1.5 DVS Credits: Restructuring Towards a Non-Violent Family
Nonprofit Boards: Why Equity and Diversity are Essential
Having a board with diverse perspectives is critically important. Each person will bring his or her own personal and professional contacts and life experiences to their service on a nonprofit board. With a diversity of experience, expertise, and perspectives, a nonprofit is in a stronger position to plan for the future, manage risk, make prudent decisions, and take full advantage of opportunities. A diverse board that is also sensitive to cultural differences is usually one that has a stronger capacity to attract and retain talented board members – as well as to be in touch with community needs.

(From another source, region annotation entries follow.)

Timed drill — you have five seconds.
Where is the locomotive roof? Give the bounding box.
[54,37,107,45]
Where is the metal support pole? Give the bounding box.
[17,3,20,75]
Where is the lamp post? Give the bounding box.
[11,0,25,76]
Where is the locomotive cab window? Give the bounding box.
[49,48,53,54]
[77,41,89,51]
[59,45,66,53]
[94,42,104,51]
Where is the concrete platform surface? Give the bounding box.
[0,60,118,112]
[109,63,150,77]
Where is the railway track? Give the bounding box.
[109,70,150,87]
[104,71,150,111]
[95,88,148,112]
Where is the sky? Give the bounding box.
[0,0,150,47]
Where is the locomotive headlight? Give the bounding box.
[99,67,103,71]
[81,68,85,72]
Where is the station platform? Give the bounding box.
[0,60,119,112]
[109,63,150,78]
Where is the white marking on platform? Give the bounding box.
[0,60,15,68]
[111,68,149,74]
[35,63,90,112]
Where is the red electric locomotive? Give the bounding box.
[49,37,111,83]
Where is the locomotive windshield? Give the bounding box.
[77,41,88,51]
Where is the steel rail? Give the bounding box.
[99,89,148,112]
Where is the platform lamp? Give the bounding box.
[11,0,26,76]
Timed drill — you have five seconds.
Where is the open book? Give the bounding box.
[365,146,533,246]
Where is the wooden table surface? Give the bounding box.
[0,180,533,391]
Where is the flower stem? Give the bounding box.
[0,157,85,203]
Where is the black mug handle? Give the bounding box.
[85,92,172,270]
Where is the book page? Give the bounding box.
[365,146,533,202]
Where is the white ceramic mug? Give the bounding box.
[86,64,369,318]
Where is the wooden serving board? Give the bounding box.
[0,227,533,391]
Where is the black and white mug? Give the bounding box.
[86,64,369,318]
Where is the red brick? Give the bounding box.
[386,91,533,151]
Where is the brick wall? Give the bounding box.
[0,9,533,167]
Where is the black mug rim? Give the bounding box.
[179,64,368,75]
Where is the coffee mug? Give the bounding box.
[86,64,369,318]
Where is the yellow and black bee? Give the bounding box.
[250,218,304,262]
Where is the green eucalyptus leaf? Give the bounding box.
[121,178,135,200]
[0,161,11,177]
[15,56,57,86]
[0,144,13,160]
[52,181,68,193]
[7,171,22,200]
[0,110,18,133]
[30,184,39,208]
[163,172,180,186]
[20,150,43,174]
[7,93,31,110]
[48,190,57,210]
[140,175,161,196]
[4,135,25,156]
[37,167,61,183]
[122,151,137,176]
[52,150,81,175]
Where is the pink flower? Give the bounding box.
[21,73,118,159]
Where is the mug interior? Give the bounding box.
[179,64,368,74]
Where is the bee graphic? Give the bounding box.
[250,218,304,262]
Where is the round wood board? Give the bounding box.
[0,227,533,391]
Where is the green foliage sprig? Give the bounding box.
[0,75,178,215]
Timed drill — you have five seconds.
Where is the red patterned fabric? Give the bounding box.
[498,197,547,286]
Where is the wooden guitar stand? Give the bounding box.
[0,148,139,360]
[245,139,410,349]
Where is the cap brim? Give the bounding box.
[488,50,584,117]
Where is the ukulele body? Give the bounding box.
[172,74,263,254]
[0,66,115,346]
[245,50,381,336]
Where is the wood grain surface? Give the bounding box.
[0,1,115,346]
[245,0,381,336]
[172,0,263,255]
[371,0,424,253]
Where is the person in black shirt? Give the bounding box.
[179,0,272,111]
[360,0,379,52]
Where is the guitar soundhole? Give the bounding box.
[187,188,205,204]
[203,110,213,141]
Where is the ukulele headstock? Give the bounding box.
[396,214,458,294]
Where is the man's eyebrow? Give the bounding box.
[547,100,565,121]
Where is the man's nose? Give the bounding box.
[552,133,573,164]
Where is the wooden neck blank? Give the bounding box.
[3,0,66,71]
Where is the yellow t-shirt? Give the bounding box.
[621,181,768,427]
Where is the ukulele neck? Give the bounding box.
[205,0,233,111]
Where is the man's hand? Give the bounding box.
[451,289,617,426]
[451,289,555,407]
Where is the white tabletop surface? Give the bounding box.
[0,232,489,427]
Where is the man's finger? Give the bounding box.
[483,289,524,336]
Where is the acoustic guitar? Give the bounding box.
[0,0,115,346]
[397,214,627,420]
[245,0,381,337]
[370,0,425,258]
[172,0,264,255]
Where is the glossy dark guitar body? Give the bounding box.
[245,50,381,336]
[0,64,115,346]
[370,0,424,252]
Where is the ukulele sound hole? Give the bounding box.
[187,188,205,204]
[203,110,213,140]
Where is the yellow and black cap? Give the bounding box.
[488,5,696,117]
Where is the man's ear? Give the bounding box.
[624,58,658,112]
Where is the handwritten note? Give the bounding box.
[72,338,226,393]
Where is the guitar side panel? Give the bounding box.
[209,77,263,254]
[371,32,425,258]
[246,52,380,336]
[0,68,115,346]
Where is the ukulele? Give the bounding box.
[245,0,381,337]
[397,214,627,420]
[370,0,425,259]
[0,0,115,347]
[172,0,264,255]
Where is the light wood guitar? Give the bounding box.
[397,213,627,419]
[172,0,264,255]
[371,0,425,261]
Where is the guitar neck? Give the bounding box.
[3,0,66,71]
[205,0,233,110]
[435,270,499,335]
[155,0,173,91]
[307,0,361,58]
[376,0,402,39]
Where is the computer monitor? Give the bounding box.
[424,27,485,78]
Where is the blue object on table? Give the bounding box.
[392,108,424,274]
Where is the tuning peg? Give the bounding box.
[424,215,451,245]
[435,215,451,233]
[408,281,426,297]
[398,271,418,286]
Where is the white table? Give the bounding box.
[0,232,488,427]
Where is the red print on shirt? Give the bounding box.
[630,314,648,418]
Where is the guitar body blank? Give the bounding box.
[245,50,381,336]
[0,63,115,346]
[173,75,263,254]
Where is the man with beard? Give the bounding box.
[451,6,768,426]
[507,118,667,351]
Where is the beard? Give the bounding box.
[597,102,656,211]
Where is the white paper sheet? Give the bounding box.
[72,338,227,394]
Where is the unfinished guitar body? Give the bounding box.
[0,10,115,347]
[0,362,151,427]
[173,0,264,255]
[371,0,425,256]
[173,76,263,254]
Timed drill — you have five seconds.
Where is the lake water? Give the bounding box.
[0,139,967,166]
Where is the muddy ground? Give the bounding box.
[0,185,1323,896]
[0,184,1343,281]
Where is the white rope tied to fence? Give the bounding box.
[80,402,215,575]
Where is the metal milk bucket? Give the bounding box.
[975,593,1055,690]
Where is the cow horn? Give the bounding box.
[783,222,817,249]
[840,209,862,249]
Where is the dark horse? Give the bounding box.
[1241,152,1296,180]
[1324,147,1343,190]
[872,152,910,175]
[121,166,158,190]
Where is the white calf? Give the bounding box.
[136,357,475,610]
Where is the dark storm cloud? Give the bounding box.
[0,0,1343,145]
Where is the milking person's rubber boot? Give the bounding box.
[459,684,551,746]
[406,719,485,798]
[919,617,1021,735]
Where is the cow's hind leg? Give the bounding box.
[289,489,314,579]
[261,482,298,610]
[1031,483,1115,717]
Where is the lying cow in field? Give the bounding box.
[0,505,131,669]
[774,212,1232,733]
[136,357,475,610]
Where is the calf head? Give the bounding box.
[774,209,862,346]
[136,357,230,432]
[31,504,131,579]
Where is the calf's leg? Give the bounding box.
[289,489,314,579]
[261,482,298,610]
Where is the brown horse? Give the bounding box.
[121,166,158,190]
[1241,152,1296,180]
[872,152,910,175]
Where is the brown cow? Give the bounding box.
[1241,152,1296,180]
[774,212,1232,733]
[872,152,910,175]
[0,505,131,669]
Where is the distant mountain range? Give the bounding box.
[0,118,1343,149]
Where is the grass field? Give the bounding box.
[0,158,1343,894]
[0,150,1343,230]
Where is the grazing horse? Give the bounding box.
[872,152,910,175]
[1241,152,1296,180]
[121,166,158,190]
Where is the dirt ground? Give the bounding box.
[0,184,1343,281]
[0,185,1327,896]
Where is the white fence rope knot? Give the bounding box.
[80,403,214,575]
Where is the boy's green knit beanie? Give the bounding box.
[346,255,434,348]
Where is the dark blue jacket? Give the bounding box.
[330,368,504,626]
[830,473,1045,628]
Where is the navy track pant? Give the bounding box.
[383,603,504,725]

1.5 DVS Credits: Organizing for Change or Diversity
Would you be shocked to know that intimate partner homicide is either the first or second leading cause of death for pregnant women in the United States? Or that pregnant women who experience domestic are less likely to seek prenatal care, and experience more pregnancy complications such as low birth rates, anemia, and depression? Roughly 25% of women who report that they are being physically or sexually abused by their intimate partners also report being pressured or forced to become pregnant. Women victimized by their partners are less likely to use birth control, either because of their partner’s unwillingness to use birth control or because their partner demands that they become pregnant. The link between domestic violence and reproductive coercion may explain why women who are abused by their intimate partners are at greater risk for sexually transmitted infections (STIs) and unintended pregnancy. This workshop will define and discuss the dynamics of reproductive control and coercion, address the impact of reproductive control on women’s health, discuss assessment techniques both before and after she is pregnant, and review opportunities for outreach with reproductive health and family planning clinics that can help in the response and prevention of reproductive coercion.
1.5 DVS Credits: Intervention Skills
Alcohol, Domestic Violence and Sexual Assault
Alcohol has long been used as an excuse for all types of violence, including domestic violence and sexual assault. “I was drunk, I didn’t know what I was doing”. Survivors will sometimes explain away behavior by saying, “Well, they have a problem with alcohol”.
We know that alcohol can lower a person’s inhibitions and affect their judgement, but it does not make a person violent. There are other factors at work.
This didactic workshop will look at the connections between alcohol, domestic violence and sexual assault. We will discuss the difference between “causing” behavior and “impacting” behavior and watch a video clip of a perpetrator who uses alcohol to facilitate an assault.